L'inquiétude est d'autant plus grande que la stratégie de Washington, ses buts comme ses moyens, paraît peu claire à ce stade. Quand l'administration américaine assure vouloir s'attaquer aux seules organisations de narco-trafiquants, elle n'explique pas comment elle pourra éviter d'affronter les guérillas d'extrême gauche qui protègent le trafic de drogue pour financer leurs propres activités. Et lorsque Bill Clinton assure n'avoir «pas d'objectif militaire» dans l'affaire, il se voit obligé d'admettre dans la foulée que les Etats-Unis vont cependant «aider les militaires colombiens à améliorer leur capacité à intercepter les trafiquants».

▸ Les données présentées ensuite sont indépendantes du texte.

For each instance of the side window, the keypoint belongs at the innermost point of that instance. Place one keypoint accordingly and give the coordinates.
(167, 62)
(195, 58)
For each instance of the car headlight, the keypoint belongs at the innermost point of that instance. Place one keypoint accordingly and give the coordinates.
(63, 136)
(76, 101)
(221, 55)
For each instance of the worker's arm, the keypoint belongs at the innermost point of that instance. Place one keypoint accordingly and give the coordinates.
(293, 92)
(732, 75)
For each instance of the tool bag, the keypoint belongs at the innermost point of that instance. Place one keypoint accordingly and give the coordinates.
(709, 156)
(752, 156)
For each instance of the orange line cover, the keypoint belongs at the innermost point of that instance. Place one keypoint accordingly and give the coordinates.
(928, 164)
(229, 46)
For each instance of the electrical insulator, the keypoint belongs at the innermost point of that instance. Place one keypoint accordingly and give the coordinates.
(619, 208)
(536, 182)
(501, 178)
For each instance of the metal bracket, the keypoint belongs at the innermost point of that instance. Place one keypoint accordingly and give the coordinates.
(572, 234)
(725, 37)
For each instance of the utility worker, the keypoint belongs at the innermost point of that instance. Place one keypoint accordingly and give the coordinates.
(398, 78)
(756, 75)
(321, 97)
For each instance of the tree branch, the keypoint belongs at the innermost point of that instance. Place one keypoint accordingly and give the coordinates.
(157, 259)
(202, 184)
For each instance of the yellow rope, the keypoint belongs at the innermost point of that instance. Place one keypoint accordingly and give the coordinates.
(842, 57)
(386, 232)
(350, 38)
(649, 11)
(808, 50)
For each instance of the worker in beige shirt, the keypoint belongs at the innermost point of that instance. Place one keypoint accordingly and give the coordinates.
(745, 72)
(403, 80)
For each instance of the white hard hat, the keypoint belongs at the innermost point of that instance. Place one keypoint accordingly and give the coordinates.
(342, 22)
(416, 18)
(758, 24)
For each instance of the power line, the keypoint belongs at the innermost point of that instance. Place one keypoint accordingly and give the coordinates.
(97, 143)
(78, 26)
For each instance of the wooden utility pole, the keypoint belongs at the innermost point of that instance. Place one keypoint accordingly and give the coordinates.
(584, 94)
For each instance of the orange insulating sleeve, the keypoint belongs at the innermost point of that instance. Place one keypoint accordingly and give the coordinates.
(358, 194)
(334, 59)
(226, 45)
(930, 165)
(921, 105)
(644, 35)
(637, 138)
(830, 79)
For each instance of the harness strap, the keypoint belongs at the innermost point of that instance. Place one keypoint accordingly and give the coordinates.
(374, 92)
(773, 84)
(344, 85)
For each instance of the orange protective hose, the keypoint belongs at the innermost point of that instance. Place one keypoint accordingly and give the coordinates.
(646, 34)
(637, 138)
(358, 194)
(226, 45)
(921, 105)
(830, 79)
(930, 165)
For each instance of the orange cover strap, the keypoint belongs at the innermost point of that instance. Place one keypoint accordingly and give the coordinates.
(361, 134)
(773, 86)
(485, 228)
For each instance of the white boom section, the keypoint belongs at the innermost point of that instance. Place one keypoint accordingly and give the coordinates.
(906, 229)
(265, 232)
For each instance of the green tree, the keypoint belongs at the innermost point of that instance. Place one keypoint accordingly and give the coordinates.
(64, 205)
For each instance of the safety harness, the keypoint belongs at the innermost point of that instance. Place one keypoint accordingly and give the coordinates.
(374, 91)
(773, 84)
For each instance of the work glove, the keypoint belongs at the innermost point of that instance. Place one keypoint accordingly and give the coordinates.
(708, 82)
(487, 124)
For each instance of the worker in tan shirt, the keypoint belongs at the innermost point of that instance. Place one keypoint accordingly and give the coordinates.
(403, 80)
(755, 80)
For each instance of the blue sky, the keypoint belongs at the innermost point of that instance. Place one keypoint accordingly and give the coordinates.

Et déjà l'impression prédomine que, comme il y a quarante ans en Indochine, les Etats-Unis en font trop ou pas assez. S'ils entendent effectivement redresser un pays en pleine désintégration, les moyens annoncés (60 hélicoptères de transport de troupes, un maximum de 500 conseillers militaires et «techniciens») paraissent beaucoup trop faibles pour donner à l'armée colombienne, totalement démoralisée, quelque chance de l'emporter. Or, dans l'hypothèse (probable) d'un échec, que fera la Maison-Blanche? Osera-t-elle renoncer, au risque de l'humiliation? Ou préférera-t-elle engager un tout petit peu plus de «boys» dans l'aventure?